TL;DR — The saga pattern replaces heavyweight two‑phase commits with a series of local transactions and compensating actions, letting you keep eventual consistency across order, inventory, and payment services. By wiring these steps through Kafka (or another durable broker) and making each service idempotent, you can ship a commerce‑grade microservice ecosystem that survives network glitches, partial failures, and scaling pressure.
Modern commerce platforms rarely run on a single monolith any more. Instead, they consist of dozens of independently deployable services—catalog, cart, order, inventory, payment, shipping, fraud, and more. Each service owns its own database, and a single business operation (e.g., “place an order”) must touch several of them. Traditional ACID transactions cannot span these boundaries, so engineers either accept eventual inconsistency or resort to complex two‑phase commit (2PC) solutions that hurt latency and availability.
The saga pattern offers a pragmatic middle ground: break the global transaction into a chain of local transactions, each followed by a compensating transaction that undoes its effects if something later fails. The result is a workflow that is both resilient and observable, while still guaranteeing that the system ends up in a consistent state.
Below we walk through the problem space, the theory behind sagas, two concrete implementation styles (orchestration vs. choreography), a full‑stack example built with Kafka and Spring Boot, and production‑grade patterns you need to bake in from day one.
The Challenge of Distributed Transactions in Commerce
E‑commerce order processing is a textbook case of a distributed transaction:
| Step | Service | Primary DB Write | Reason for Failure |
|---|---|---|---|
| 1 | Order Service | Insert order row (status = pending) | Validation error, DB overload |
| 2 | Inventory Service | Reserve stock | Stock out, race condition |
| 3 | Payment Service | Authorize payment | Card declined, gateway timeout |
| 4 | Shipping Service | Create shipment record | Address validation fail |
| 5 | Notification Service | Send confirmation email | SMTP outage |
If any step fails, the whole business operation must be rolled back. In a monolith you would wrap all five statements in a single SQL transaction. In a microservice world you cannot lock resources across network boundaries without severe performance penalties. The naive alternative—just fire‑and‑forget each call—leads to orphaned reservations, double‑charged cards, or customers receiving no confirmation.
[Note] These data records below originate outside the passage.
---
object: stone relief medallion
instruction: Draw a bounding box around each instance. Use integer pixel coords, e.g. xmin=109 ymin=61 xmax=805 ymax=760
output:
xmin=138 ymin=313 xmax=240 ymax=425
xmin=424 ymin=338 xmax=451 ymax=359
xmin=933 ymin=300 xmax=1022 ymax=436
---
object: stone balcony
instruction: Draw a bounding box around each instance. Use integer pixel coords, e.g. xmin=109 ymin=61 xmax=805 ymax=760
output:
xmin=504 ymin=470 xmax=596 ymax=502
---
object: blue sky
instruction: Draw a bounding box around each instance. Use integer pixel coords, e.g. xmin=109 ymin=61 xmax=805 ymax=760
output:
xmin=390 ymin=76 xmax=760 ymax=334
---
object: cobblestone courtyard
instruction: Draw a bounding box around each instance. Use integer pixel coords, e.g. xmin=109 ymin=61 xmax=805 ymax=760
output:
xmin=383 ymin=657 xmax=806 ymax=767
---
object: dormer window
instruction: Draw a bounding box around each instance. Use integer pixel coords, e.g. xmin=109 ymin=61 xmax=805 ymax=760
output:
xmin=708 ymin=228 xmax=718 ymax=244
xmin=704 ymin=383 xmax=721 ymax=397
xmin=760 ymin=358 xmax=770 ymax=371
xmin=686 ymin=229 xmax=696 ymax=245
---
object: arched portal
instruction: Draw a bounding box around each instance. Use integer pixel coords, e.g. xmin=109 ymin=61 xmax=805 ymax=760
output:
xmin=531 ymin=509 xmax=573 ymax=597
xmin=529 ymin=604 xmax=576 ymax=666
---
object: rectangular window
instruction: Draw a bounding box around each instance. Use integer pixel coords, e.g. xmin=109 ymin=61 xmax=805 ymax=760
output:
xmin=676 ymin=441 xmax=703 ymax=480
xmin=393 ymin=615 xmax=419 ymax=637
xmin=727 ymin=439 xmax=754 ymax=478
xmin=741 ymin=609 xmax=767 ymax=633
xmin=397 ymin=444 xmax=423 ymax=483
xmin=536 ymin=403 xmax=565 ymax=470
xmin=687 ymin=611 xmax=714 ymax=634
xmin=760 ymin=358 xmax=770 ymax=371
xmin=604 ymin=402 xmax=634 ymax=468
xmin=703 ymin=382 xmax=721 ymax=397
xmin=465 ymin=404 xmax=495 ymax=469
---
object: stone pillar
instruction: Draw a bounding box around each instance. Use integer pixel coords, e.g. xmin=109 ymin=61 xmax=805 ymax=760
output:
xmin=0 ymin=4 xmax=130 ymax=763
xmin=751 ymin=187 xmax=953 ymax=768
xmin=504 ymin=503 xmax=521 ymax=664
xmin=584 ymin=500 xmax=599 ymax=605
Two‑phase commit (2PC) can enforce atomicity, but it requires a transaction manager that coordinates every participant, holds locks until the global decision is made, and forces all services to speak the same protocol. In practice, 2PC is rarely used in high‑throughput storefronts because:
- Latency: The prepare phase adds at least one round‑trip per participant.
- Availability: If the coordinator crashes, participants remain in a prepared state, potentially causing deadlocks.
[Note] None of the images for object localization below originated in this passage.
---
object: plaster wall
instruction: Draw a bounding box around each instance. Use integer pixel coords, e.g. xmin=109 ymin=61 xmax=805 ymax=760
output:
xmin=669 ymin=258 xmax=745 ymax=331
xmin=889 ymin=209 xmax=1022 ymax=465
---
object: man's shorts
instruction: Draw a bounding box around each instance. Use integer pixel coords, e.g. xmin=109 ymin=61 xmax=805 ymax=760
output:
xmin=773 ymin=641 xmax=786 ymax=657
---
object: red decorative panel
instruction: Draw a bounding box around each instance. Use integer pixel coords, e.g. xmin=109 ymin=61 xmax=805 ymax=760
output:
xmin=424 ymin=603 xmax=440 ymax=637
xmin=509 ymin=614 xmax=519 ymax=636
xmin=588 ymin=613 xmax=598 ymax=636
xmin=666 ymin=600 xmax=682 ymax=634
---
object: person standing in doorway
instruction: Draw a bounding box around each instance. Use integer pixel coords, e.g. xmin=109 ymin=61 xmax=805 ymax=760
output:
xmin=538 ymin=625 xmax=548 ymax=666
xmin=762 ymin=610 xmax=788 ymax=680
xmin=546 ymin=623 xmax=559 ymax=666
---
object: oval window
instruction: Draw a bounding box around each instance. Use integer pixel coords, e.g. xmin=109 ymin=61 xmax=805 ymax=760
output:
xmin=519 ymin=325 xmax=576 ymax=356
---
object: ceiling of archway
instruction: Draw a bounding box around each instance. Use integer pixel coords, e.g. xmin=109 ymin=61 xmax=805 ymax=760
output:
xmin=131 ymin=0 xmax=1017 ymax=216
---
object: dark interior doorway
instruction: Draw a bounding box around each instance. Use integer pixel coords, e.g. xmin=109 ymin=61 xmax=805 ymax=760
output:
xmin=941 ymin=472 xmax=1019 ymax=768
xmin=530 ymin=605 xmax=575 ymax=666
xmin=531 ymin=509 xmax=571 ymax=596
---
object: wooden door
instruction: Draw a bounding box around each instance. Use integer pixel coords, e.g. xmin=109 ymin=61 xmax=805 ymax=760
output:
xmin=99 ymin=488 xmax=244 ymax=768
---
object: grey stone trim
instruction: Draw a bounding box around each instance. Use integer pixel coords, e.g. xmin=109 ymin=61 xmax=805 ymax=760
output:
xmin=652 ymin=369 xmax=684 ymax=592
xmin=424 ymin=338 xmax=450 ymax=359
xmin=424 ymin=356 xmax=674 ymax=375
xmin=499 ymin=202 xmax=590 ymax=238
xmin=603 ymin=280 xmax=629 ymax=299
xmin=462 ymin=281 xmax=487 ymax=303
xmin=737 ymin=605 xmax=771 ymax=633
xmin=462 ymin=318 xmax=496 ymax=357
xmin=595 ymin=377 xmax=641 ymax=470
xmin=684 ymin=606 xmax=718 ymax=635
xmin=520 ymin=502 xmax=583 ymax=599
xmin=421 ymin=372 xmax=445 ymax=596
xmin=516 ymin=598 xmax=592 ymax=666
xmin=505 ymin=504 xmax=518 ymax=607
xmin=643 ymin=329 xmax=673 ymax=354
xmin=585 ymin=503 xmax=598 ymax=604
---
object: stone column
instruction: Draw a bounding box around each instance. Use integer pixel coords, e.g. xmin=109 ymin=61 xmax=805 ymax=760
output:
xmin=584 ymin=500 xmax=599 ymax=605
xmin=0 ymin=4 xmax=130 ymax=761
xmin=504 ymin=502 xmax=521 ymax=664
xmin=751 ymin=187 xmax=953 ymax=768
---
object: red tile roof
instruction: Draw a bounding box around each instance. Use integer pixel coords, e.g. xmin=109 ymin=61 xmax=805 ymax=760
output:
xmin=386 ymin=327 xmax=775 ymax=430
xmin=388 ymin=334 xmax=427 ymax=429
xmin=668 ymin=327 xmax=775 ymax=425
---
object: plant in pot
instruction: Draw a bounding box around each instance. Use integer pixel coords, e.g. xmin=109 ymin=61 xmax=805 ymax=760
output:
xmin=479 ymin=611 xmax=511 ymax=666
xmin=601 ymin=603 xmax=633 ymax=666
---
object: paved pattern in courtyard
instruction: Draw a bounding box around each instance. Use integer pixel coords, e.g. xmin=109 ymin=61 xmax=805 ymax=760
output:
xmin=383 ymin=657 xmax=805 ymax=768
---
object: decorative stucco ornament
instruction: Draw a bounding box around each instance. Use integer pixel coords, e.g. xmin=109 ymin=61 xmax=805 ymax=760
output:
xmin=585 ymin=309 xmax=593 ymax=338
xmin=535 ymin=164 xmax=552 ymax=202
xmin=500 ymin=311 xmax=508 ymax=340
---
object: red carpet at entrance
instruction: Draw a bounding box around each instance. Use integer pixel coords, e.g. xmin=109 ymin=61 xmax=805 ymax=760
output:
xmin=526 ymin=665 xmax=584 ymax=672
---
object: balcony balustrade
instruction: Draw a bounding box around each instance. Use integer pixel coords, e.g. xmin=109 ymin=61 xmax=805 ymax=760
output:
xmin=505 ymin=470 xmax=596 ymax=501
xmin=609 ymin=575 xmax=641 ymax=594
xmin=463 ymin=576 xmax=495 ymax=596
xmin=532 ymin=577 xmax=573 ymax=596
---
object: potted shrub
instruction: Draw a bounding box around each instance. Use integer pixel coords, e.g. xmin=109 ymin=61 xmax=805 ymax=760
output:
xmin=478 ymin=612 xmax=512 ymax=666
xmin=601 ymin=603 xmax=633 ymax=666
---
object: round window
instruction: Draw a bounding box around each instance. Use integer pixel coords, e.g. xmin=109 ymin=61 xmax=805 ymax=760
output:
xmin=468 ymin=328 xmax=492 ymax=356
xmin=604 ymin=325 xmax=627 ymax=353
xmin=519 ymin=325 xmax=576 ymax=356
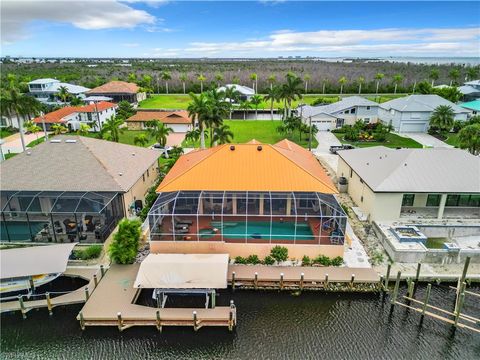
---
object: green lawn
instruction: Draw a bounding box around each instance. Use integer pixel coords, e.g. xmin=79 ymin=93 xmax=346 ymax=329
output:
xmin=80 ymin=130 xmax=156 ymax=147
xmin=139 ymin=94 xmax=404 ymax=110
xmin=444 ymin=133 xmax=460 ymax=147
xmin=182 ymin=120 xmax=318 ymax=148
xmin=0 ymin=129 xmax=16 ymax=139
xmin=4 ymin=153 xmax=17 ymax=160
xmin=27 ymin=136 xmax=46 ymax=148
xmin=333 ymin=132 xmax=423 ymax=148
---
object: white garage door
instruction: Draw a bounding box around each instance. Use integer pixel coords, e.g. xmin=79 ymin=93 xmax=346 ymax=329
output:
xmin=312 ymin=120 xmax=334 ymax=131
xmin=400 ymin=122 xmax=426 ymax=133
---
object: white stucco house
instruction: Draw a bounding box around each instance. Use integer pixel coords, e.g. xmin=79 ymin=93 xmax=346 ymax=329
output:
xmin=378 ymin=94 xmax=471 ymax=133
xmin=298 ymin=96 xmax=380 ymax=131
xmin=28 ymin=78 xmax=90 ymax=104
xmin=337 ymin=146 xmax=480 ymax=222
- Complexity: Every service must expose a prepare and commit/rollback API, which is at odds with the “own your data” principle.
Enter the saga pattern: it replaces the single global lock with a sequence of independent, locally committed transactions plus explicit compensation logic.
Understanding the Saga Pattern
A saga is a workflow composed of ordered steps. Each step:
- Executes a local transaction that is immediately committed.
- Publishes an event (or sends a command) that triggers the next step.
- Registers a compensating action that can reverse its effects if a later step fails.
If every step succeeds, the saga completes and the business transaction is considered committed. If any step reports an error, the saga rewinds: it runs the compensation actions for all previously successful steps in reverse order.
Orchestration vs. Choreography
There are two canonical ways to drive a saga:
| Aspect | Orchestration | Choreography |
|---|---|---|
| Coordinator | A dedicated Saga Orchestrator (e.g., a state machine) decides the next step. | Each service reacts to events produced by the previous service. |
| Visibility | Centralized view of saga state (e.g., in a DB or Redis). | State is distributed across services; debugging requires tracing events. |
| Complexity | Orchestrator logic can become bulky, but services stay simple. | Services must know the global flow, increasing coupling. |
| Typical Tools | Camunda, Temporal, Netflix Conductor, Spring State Machine. | Apache Kafka, NATS, RabbitMQ with event‑driven listeners. |
For a commerce platform that already uses Kafka as its event backbone, choreography often feels more natural: each service publishes a “X‑completed” event and listens for the “X‑completed” event it needs. However, when you need transactional visibility (e.g., to expose a UI that shows “order is being compensated”), an orchestrator can be layered on top of the same events.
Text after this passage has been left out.